THE future of one of Malvern's most distinctive landmarks, a giant radar dish at QinetiQ, is under threat.

Senior staff at what used to be DERA are debating what to do with the "Byson" radar, which has been part of the skyline of South Site, for decades.

They have not ruled out dismantling the white-painted oval dish, thought to be the last of its kind anywhere in the country.

The QinetiQ site, off St Andrew's Road, is currently undergoing the first phase of its most radical change since it was founded in the 1940s.

Building work is already under way on two new buildings, which are due to be finished in Dec-ember 2002 and February 2003.

When they are finished, staff currently in the Byson building will be redeployed there.

QinetiQ site manager Steve Booth said the future of the radar was under discussion.

"It has not been used for experimental or research purposes for about six months," he said. "But the building itself is not included for demolition in the plan."

He said nothing can be ruled out about the future of the radar antenna.

"We are looking at all the options and costing them, including carting it off to the scrapheap, finding a museum to take it or finding another establishment which can use it.

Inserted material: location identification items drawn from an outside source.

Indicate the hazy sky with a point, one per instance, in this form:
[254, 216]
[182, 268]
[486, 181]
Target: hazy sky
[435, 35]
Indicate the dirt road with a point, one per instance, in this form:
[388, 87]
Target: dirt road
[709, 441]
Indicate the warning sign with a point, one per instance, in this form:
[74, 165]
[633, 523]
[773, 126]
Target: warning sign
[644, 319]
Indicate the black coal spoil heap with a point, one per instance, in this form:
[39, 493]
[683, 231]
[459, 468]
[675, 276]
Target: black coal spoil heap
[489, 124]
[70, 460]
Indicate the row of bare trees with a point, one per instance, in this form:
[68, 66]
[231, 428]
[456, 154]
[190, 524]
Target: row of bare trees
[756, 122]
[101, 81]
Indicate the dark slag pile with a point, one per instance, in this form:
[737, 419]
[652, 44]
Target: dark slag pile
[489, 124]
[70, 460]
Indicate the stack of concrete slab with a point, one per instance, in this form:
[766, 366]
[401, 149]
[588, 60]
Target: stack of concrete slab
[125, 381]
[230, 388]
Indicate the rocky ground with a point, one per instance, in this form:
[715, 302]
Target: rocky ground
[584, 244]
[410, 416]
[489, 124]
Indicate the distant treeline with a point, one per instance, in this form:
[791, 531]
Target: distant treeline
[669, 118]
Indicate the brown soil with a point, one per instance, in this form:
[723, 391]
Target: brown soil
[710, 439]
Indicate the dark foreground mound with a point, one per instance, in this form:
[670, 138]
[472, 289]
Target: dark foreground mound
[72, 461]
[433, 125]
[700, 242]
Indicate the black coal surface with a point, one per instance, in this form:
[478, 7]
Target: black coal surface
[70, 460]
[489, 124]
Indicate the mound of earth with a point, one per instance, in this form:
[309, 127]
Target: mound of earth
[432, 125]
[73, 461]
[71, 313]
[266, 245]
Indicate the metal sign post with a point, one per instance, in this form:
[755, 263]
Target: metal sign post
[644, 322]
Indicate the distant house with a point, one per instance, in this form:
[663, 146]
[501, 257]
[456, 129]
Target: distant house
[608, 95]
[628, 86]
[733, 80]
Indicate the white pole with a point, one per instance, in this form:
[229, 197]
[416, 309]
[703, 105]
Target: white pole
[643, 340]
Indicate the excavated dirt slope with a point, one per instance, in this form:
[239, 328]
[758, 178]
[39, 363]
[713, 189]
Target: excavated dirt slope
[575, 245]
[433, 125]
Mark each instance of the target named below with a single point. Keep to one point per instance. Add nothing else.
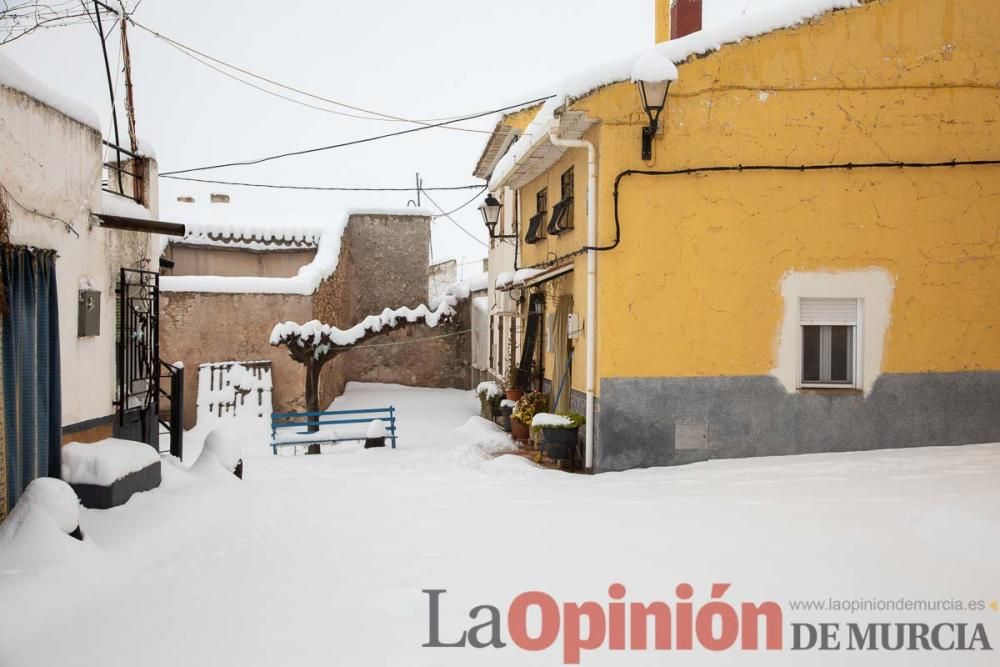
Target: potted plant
(525, 411)
(506, 411)
(490, 396)
(559, 433)
(512, 381)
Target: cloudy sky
(416, 60)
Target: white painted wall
(52, 164)
(873, 286)
(501, 261)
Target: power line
(482, 189)
(323, 188)
(354, 142)
(272, 93)
(452, 220)
(372, 115)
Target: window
(562, 213)
(830, 335)
(535, 230)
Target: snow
(146, 148)
(659, 63)
(543, 419)
(225, 445)
(123, 207)
(315, 332)
(519, 277)
(489, 388)
(105, 462)
(306, 281)
(225, 220)
(315, 560)
(14, 76)
(52, 496)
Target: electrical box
(574, 326)
(89, 313)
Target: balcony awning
(532, 277)
(140, 225)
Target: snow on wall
(659, 63)
(123, 207)
(309, 277)
(315, 332)
(104, 463)
(14, 76)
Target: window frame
(536, 224)
(857, 351)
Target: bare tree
(315, 344)
(20, 18)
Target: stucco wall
(199, 328)
(201, 260)
(382, 264)
(52, 164)
(691, 302)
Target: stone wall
(198, 328)
(201, 260)
(383, 264)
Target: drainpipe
(591, 280)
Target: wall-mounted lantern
(654, 99)
(490, 208)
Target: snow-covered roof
(522, 162)
(17, 78)
(248, 227)
(123, 207)
(327, 238)
(496, 147)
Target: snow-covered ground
(321, 560)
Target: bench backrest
(281, 420)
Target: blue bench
(303, 420)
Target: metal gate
(138, 355)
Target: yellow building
(808, 261)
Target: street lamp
(490, 208)
(654, 98)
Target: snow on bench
(360, 425)
(106, 473)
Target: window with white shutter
(830, 335)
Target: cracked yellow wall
(693, 290)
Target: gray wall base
(648, 422)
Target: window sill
(830, 390)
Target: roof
(498, 144)
(529, 157)
(15, 77)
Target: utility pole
(111, 85)
(129, 104)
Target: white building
(66, 240)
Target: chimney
(662, 20)
(685, 17)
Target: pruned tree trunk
(314, 344)
(313, 369)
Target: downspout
(591, 323)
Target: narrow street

"It is a very substantial piece of kit. It weighs about 14 tons and although it does not look very big from off-site, it is immense when you stand under it."

The dish has become a symbol for the establishment. For a few years during the 1990s, a drawing of it featured on official letterheads as part of the DERA logo.

A picture of it appears in this year's calendar issued by the Malverns Experience, of which QinetiQ is a partner. It is also featured in Malvern Museum.

Historian Dr Ernest Putley said the dish was a prototype version of a device which was for many years the RAF's main air defence radar.

He said: "The trouble with preserving it is that it will cost money for maintenance. Whether QinetiQ would want to pay, I do not know."

He said the dish had been used for decades to test electronics for successive generations of radar equipment. It is powerful enough to detect aircraft flying above the Channel Isles, some 200 miles away.

"I think a similar example has been preserved at an RAF museum at Neatishead in Norfolk," he said.

Katherine Barber, chairman of Malvern Civic Society, said: "I think I would be concerned if it were to disappear. Radar put Malvern on the map, just like the water cure did a hundred years earlier."

Donald Tomlin, who worked on the device when it was assembled at North Site, said: "If it is dismantled, I might make noises to have it reassembled at Neatishead, where the RAF has its Air Defence Control Museum."